To observe a post-capitalist world with decentered existences, speculative reality is depicted in a time where the resources the Capitalocene exploited to construct its technology have been depleted and humans live as scavengers. But the built technology of the Capitalocene survives the epoch’s end and exists as ruins waiting to be appropriated by the scavengers. This technology is projectively read by them, similar to Rem Koolhaas’s diagrammatic reading of the cartoon by A.B. Walker of a New York skyscraper. By representing a sort of fractured, somewhat suburban life inside a skyscraper frame, architecture becomes, as Koolhaas mentions “..less an act of foresight than before and planning an act of only limited prediction. It has become impossible to “plot” culture. 110 The image of villas and trees stacked on 82 floors in a frame is strange, and this strangeness allows a disabling of normative imaginations of buildings, skyscrapers and the city and invite a multiplicity of interpretations. Sarah Whiting and Robert Somol discuss Koolhaas’s interpretation in their essay Notes around the Doppler Effect and other Moods of Modernism--“These New York frames exist as instruments of metropolitan plasticity and are not primarily architecture for paying attention to; they are not for reading, but for seducing, becoming, instigating new events and behaviors.” 111
The scavengers therefore read these objects of technology not as a decipherable text, but rather as a projective diagram—capable of giving rise to many possible programmatic and functional realities. A steering wheel becomes a place to rest on, a CD player becomes a method of cooking food, a harness becomes a sleeping device. As Whiting and Somol write,”a more Foucaltian notion of disciplinarity is advanced in which the discipline is not a fixed datum or entity, but rather an active organism or discursive practice, unplanned and ungovernable.” 112 The scavengers do not attempt to reverse-engineer the techno-fossils they find to decipher the original intent of the technology and generate a design that would privilege that origin. They practice what this thesis suggests is a projective version of the practice—Diverse Engineering—one that opens up a plurality of possible interpretations.

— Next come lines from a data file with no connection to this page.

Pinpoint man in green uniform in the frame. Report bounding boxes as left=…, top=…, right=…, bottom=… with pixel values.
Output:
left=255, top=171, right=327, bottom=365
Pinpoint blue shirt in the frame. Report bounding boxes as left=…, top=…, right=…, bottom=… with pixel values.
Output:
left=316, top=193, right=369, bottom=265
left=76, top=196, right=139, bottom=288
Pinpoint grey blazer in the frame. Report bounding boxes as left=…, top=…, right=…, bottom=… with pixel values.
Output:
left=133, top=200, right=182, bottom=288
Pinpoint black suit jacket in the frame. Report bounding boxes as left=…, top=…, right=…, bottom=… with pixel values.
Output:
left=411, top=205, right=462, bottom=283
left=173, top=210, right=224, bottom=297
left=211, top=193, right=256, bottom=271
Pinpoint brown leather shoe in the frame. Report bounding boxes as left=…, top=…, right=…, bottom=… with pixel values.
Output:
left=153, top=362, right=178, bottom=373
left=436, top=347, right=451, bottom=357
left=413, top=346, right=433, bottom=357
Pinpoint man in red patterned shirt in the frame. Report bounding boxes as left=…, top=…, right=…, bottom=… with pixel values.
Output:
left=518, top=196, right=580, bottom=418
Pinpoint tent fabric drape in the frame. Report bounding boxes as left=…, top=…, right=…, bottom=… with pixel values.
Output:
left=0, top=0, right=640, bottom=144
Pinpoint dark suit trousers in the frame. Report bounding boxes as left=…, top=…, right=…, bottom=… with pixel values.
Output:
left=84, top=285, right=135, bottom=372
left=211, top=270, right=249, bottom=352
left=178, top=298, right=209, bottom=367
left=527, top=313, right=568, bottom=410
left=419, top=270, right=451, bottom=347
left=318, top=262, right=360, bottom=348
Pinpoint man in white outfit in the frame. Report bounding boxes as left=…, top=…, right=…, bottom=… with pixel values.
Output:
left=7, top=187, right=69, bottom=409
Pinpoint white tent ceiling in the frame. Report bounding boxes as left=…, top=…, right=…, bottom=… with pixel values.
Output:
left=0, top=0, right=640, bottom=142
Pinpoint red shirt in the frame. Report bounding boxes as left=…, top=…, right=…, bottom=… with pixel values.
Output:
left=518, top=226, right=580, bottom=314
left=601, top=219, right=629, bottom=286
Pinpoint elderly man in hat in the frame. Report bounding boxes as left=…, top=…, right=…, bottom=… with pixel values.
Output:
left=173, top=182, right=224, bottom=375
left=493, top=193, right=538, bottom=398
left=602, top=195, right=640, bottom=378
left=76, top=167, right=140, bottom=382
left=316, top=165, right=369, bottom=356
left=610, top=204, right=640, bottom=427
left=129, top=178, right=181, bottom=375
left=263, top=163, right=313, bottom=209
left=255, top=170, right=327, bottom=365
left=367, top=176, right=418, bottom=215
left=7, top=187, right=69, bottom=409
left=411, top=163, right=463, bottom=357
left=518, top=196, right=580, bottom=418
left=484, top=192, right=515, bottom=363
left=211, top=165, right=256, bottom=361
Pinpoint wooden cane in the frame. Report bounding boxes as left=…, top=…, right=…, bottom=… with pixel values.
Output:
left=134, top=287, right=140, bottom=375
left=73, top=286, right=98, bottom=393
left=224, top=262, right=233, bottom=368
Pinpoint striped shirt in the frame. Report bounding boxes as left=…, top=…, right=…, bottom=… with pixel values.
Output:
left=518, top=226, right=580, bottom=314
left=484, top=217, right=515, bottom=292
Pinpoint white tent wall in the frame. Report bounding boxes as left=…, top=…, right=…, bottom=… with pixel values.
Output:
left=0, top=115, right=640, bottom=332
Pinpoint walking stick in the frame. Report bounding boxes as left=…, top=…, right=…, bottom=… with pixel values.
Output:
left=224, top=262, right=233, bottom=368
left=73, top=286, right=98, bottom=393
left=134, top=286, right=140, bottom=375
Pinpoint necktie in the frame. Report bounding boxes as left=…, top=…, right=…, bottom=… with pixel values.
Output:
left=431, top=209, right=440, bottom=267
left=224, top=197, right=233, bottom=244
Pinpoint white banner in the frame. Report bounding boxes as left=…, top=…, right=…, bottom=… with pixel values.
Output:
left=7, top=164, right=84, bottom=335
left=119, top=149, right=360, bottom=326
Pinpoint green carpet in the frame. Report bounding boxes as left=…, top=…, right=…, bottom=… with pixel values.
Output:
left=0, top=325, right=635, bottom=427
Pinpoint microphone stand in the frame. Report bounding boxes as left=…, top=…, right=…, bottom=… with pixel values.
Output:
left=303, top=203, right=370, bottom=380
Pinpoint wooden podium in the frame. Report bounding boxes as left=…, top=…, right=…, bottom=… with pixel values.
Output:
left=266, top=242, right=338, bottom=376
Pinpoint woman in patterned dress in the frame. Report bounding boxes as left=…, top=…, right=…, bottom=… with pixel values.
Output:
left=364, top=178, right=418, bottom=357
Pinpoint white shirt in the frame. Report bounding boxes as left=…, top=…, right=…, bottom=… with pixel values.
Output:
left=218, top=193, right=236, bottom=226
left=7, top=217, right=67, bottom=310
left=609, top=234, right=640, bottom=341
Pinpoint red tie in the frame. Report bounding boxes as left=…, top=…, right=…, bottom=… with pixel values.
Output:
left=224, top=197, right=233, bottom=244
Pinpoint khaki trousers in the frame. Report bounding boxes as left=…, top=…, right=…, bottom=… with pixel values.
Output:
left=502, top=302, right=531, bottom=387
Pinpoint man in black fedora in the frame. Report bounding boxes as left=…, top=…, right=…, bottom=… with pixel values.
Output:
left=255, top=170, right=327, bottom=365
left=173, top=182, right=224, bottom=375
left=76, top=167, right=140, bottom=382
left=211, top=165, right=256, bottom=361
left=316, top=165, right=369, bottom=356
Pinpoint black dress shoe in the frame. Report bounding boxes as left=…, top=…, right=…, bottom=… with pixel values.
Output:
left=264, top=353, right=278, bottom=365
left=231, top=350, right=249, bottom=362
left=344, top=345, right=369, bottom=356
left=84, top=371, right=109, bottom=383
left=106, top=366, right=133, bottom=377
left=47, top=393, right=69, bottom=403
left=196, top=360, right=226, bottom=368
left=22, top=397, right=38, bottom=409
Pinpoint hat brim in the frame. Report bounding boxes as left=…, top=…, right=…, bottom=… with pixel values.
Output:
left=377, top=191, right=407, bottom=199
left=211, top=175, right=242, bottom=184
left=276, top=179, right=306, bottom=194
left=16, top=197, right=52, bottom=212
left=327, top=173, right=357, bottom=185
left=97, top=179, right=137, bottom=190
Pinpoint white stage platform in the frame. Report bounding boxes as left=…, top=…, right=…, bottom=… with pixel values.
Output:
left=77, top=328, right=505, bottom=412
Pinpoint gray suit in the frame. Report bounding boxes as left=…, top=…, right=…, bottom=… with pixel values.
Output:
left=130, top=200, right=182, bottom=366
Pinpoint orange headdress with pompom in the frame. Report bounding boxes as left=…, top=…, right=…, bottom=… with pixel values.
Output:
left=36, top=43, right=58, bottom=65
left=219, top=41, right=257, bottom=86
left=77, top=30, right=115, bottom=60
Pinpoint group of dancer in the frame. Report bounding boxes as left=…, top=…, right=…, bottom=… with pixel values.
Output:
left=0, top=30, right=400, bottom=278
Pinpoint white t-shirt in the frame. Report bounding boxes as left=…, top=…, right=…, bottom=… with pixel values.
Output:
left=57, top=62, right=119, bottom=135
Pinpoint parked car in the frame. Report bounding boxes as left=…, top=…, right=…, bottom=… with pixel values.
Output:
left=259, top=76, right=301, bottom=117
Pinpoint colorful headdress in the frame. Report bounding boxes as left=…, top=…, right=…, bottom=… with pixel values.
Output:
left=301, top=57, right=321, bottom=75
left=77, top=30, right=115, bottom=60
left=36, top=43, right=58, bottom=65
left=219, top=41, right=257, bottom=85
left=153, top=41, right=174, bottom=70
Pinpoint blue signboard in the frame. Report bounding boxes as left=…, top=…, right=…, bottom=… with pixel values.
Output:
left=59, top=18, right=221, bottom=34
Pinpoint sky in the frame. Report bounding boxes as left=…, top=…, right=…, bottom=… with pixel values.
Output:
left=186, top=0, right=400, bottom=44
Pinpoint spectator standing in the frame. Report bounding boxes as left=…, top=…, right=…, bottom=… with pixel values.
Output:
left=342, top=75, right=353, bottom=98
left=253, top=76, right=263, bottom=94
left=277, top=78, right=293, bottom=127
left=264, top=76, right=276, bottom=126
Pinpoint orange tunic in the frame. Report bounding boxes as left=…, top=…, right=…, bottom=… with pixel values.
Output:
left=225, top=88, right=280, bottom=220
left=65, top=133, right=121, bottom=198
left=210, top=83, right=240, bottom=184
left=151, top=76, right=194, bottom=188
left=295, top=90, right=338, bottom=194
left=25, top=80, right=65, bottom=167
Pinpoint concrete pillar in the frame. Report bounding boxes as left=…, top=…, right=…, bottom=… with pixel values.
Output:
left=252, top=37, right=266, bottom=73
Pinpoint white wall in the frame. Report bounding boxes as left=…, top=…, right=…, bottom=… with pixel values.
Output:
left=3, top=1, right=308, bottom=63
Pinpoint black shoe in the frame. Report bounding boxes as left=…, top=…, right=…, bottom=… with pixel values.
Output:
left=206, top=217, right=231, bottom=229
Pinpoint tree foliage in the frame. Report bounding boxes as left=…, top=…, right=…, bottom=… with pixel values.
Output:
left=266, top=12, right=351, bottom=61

109. Alicia Inez Guzmán, “Indigenous Futurisms,” InVisible Culture, March 15, 2015, https://ivc.lib.rochester.edu/indigenous-futurisms/. 110. Rem Koolhaas, Delirious New York. New York: The Monacelli Press Inc., 1980. Pg. 85 111. Robert Somol, and Sarah Whiting. “Notes around the Doppler Effect and Other Moods of Modernism.” Perspecta 33 (2002): 72–77. 112. Somol and Whiting, 74.